Borbeck glaubte seinen Ohren nicht trauen zu dürfen und konnte kaum den Morgen erwarten, um sich mit eigenen Augen von der Wahrheit der Aussage zu überzeugen. Die Sterne standen noch am Himmel, als er sich in Begleitung des Waldwärters auf den Weg machte. Beim ersten Dämmern im Osten waren sie an Ort und Stelle, suchten Deckung in einem benachbarten Fichtenschlage und waren Zeuge, wie der Hahn kurz vor Sonnenaufgang den Standbaum verließ und auf einem angrenzenden Saatkamp einfiel. Borbeck konnte sich von dem Anblick des seltenen Gastes nicht trennen. Er verharrte in seiner Deckung, bis der prächtige Vogel im Unterholz verschwunden war. Dann eilte er mit seinem Begleiter nach Hause und gab strengen Befehl, dass die Aufräumungsarbeiten bis auf Weiteres zu unterbleiben hätten, und dass niemand vom Personal und von den Waldarbeitern die Birkwildremise betreten solle. Er selbst aber suchte in weihevollen Stunden sein Lieblingsplätzchen auf, überzeugte sich davon, dass der Hahn noch da war, und wartete mit Sehnsucht auf den Tag, wo sich seinem Schützling ein paar Hühner zugesellen würden. Aber diese Hoffnung wollte nicht in Erfüllung gehen. Der Hahn balzte in jedem neuen Lenz mit anerkennenswertem Eifer, wurde auch so vertraut, dass er sich durch die Gegenwart seines Gönners nicht im Geringsten stören ließ - aber sein Liebesruf verklang unerhört, er war offenbar vom Schicksal dazu bestimmt, als alter Hagestolz seine Tage zu beschließen.
Zum vierten Male seit dem Erscheinen des Birkhahnes bedeckten sich die Bäume mit frischem Grün, da machte der Oberförster die Beobachtung, dass sein Liebling nicht mehr so regelmäßig wie früher auf dem alten Standplatz anzutreffen war, sondern Neigungen zeigte, in einer siebenjährigen Fichtenkultur, hart an der Reviergrenze, seinen Aufenthalt zu nehmen. Nun war zwar der Nachbar, Rittergutsbesitzer von Krostenitz, ein Kavalier vom Scheitel bis zur Sohle, und die Beziehungen zwischen ihm und Borbeck waren immer die allerbesten gewesen, aber es war doch recht fraglich, ob er auf die zärtlichen Gefühle des Oberförsters Rücksicht nehmen und den Hahn, wenn er einmal über die Grenze wechseln sollte, aus nachbarlich-freundschaftlicher Gesinnung schonen würde. Borbeck glaubte vielmehr, bei seinem Reviernachbarn auf die gegenteilige Absicht schließen zu müssen, denn er hatte, als er zur Beobachtung seines Schützlings in einer Deckung saß, Herrn von Krostenitz mehrmals an der Grenze entlang pirschen sehen - ein Gebaren, das nur zu deutlich erkennen ließ, was der Rittergutsbesitzer im Schilde führte. Und ehe der den Hahn zur Strecke brachte, schoss ihn der Oberförster lieber selber, wenn ihm auch das Herz dabei bluten sollte.
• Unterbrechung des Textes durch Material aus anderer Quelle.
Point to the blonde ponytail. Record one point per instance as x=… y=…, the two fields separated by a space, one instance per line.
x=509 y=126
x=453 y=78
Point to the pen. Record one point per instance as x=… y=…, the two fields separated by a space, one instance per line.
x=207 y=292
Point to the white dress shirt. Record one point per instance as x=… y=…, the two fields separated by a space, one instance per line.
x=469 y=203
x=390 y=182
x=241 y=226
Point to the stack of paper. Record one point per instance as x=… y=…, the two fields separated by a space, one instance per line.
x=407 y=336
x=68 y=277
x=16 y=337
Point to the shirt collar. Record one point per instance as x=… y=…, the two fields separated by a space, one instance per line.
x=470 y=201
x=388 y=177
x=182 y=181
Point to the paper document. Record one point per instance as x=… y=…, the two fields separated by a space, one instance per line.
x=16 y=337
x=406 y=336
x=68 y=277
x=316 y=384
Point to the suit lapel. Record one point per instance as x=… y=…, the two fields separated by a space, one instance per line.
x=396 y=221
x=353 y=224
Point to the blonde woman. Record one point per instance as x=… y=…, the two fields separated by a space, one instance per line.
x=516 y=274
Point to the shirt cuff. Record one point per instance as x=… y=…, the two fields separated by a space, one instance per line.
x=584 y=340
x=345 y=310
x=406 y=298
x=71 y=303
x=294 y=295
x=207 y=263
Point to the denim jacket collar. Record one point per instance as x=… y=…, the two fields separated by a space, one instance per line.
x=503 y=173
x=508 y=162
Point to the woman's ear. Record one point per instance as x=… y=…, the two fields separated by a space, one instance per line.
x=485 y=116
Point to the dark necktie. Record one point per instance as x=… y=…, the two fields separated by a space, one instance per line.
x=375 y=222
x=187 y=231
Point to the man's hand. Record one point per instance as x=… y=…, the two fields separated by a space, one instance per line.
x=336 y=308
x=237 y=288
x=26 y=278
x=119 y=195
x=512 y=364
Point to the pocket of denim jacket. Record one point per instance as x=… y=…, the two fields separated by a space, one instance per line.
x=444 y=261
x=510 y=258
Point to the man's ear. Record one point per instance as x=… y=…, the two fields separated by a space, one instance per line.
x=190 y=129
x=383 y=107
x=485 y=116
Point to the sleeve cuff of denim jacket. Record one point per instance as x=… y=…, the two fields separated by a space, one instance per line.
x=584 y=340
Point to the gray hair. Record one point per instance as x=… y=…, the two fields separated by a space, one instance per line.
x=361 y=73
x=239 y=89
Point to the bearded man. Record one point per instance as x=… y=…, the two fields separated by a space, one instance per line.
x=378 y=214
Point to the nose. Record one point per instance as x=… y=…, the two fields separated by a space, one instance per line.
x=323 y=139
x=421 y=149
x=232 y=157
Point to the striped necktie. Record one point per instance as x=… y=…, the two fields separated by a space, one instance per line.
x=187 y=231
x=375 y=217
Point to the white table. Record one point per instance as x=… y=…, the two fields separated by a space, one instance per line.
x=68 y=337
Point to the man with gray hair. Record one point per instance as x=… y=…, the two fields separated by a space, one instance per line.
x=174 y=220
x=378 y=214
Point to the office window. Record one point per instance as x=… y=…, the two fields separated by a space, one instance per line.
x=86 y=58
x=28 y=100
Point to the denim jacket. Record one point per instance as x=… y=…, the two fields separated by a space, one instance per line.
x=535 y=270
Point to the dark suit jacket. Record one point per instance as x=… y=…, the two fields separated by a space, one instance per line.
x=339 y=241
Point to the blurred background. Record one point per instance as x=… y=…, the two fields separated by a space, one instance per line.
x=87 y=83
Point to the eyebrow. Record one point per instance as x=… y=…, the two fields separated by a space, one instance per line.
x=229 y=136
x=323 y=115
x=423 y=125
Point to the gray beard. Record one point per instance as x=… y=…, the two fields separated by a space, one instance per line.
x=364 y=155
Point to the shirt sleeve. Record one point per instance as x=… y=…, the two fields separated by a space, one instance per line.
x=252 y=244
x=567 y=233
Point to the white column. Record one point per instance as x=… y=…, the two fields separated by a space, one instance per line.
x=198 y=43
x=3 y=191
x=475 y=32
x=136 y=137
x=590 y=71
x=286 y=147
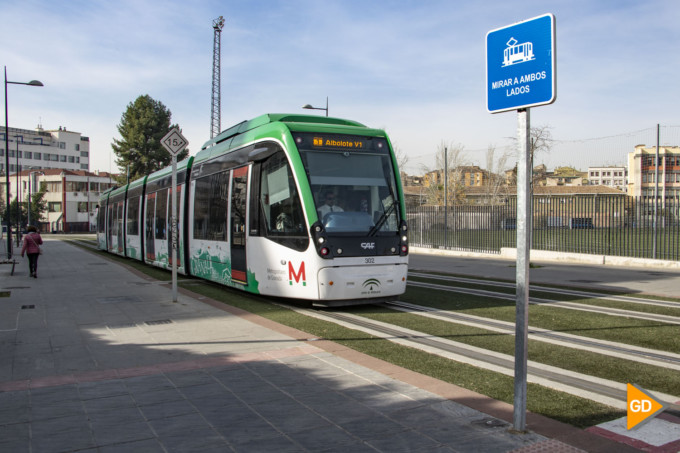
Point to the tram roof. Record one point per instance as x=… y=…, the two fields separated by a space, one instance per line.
x=288 y=118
Als vorsichtiger Mann teilte er seinen Entschluss keiner Seele mit, sondern begab sich eines Morgens in aller Frühe zum Balzplatz. Er vermied dabei, durch das Dorf zu gehen, weil er wusste, dass es unter den Bauern Leute gab, die als heimliche Jagdfreunde sein Tun und Lassen unausgesetzt zu beobachten pflegten, und von denen sogar einige dem Rittergutsbesitzer alle Vorkommnisse in der Oberförsterei rapportierten, wenn sie sich einen Vorteil davon versprechen zu dürfen glaubten. Mit solchen Leuten hatte Borbeck nicht gerne zu tun, und er atmete erleichtert auf, als er den Waldrand erreicht hatte, ohne dass die Dorfköter in Aufregung geraten waren.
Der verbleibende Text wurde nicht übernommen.